Hayley Yerxa of Ottawa tied for 59th place at the 108th Canadian women’s amateur golf championship in Kitchener. She finished 25-over par at 80-75-82-80-317.
Three other Ottawa golfers didn’t make the cut – Ashley Lafontaine, 75-85-160; Antonia Ho, 84-83-167; and Stephanie Chiarotto, 91-93-184.
LETDOWN FOR KELLEIGH RYAN AT FENCING WORLDS
Kelleigh Ryan and the Canadian women’s foil fencing team had high hopes entering the July 16-22 Fencing World Championships in Egypt, with three athletes ranked inside the world’s top-10 for the first time ever, but the end results weren’t quite as lofty.
In her individual competition, Ryan ran into Romanian fencer Maria Boldor in her round of 64 and lost 15-5 to the eventual bronze medallist who also knocked out Canadian teammate Eleanor Harvey in the round of 16. Harvey earned the top Canadian result in ninth place, while Jessica Guo was 11th and Ryan 33rd.
In the women’s foil team event, Canada couldn’t climb past its quarter-final hurdle, falling 45-28 to Japan. The Canadians earlier beat Mexico 45-20 and then earned fifth place overall thanks to placement match victories over Poland (38-35) and Spain (45-21).

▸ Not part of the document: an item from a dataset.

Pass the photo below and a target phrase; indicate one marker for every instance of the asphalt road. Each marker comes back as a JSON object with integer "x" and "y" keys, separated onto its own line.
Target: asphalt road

– with files from Javier Clavelo
Martin Cleary has written about amateur sports for 50 years. A past Canadian sportswriter of the year and Ottawa Sports Awards Lifetime Achievement in Sport Media honouree, Martin retired from full-time work at the Ottawa Citizen in 2012, but continued to write a bi-weekly “High Achievers” column for the Citizen/Sun.